Editorial: Ballot standard should be paper
Published 9:48 am Thursday, September 1, 2016
Republican presidential candidate Donald Trump is on the ballot in Minnesota, now that GOP supporters have filed the necessary paperwork with the Minnesota Secretary of State’s Office in the nick of time.
Good. Americans generally like having at least a Democrat and Republican on their ballots, even in Minnesota, a state famous (and infamous) for its support of third-party candidates.
But a bigger issue in the news this week is election security. Trump has spoken fears of the election being “rigged.” This summer, Americans were shocked to learn about the Russian hack of Democratic Party computers. It’s a foreign power invading our civic process.

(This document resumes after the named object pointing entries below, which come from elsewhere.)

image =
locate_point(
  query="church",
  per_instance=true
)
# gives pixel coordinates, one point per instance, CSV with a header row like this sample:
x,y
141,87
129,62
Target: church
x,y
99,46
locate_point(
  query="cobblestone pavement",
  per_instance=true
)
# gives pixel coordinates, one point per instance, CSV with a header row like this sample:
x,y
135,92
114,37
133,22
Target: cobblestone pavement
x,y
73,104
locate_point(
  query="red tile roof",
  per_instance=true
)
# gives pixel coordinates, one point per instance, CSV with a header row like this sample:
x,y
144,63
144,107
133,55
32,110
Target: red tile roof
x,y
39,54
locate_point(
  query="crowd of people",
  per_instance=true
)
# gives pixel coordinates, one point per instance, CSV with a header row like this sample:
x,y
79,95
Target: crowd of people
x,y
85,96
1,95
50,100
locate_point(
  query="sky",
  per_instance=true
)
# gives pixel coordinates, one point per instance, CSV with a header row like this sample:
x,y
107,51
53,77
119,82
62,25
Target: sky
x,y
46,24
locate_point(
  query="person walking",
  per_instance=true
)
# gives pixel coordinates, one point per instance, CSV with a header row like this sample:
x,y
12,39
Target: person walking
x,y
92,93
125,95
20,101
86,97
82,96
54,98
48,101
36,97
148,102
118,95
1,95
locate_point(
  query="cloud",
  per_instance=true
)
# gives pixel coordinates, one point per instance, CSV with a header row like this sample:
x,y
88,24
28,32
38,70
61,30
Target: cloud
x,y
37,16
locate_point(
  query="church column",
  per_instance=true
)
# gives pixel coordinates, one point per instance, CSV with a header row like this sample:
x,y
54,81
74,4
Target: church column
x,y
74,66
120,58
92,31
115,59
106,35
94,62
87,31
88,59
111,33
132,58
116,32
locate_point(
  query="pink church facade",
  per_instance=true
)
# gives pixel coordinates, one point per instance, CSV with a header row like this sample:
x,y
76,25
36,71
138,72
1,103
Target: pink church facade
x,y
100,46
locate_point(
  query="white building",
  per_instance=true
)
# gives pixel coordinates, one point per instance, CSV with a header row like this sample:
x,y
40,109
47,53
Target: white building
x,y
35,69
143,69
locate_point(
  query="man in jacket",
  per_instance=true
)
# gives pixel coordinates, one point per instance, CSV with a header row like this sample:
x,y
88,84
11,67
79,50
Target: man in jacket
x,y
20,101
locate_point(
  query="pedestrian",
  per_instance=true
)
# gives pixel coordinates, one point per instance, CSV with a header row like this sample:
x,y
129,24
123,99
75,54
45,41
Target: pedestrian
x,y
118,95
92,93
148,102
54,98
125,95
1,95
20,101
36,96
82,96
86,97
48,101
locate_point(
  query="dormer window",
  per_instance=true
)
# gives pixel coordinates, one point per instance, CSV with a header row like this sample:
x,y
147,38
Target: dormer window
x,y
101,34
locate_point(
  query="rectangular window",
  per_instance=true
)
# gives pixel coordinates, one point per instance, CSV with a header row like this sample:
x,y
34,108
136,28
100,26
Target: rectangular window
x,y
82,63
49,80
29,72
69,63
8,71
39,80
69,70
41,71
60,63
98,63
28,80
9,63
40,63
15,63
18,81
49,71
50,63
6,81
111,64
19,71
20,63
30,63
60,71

This is why it concerns us when states shift from paper ballots. Presently, Minnesota — wisely — uses paper ballots in polling places. It learned from the bitter fight between incumbent Sen. Norm Coleman and challenger Al Franken in 2008 and its subsequent recount that when everything comes down to the nitty-gritty, it’s good to have paper to fall back on.
You can’t hack paper.
Even Minnesota Secretary of State Steve Simon — the man in charge of elections in Minnesota — advocates for having paper ballots to fall back on. He says it would be a miscalculation if state leaders were to move the state to digital ballots.
Like Minnesota, the Dakotas, Iowa, Nebraska, Montana, New Mexico, Alabama, Oklahoma, Michigan, Maryland, New York and the New England states all reply solely on paper ballots tallied with electronic devices.

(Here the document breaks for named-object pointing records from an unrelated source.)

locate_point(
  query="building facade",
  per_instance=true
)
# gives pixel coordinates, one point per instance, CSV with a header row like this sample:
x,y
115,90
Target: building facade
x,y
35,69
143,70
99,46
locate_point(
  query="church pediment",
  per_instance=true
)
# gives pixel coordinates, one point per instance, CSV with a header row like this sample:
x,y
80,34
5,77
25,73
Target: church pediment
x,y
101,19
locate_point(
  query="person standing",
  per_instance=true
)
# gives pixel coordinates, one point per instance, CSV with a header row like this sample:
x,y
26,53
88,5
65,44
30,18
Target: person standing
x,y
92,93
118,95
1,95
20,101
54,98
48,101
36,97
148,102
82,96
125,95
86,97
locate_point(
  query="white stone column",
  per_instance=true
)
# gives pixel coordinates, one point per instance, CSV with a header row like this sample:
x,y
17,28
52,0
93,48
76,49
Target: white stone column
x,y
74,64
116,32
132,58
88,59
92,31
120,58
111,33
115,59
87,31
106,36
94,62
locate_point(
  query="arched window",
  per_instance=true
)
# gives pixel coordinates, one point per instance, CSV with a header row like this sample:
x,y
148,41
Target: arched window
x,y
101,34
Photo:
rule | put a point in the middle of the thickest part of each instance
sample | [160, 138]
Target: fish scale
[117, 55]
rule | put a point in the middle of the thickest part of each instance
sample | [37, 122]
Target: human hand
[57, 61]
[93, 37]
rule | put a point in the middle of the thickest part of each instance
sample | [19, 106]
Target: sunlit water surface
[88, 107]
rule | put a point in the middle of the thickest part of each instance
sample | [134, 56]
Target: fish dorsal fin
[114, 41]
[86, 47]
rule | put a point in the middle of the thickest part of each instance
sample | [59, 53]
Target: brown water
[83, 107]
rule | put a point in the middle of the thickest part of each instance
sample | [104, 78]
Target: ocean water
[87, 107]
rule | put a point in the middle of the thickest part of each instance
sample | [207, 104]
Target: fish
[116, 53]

Washington, Oregon and Colorado have gone to voting with postal mail.
Louisiana, Georgia, Delaware, New Jersey and South Carolina all rely on digital ballots without paper trails at all. They use what are called direct recording electronic (DRE) systems. Voters touch a screen, push a button or move a dial, and their vote is recorded.

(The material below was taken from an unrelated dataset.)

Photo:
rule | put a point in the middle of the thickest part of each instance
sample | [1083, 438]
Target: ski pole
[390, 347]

Yikes. That seems dangerous in the case of a hack, a problematic disc drive or a closely contested race.
Nevada uses all DRE throughout the state, but with the paper trail, thanks to printers.
In many states, it depends on the county. It’s either paper ballots or DRE systems that leave a paper trail. These are Alaska, Hawaii, California, Arizona, Idaho, Utah, Wyoming, Missouri, Wisconsin, Illinois, Ohio, West Virginia and North Carolina.
Other states have either have paper ballots or DRE systems that don’t leave a paper trail. These are Texas, Indiana, Kentucky, Tennessee, Virginia, Pennsylvania and Florida.
Americans already struggle to have confidence in the election system as politicians and pundits try to gain an edge by discouraging voting. It might be high time to consider a national standard for voting machines.
Frankly, we favor the way Minnesota does it. Voters fill in circles on paper ballots, which then are scanned by vote-counting machines. That should be the way it’s done across the land.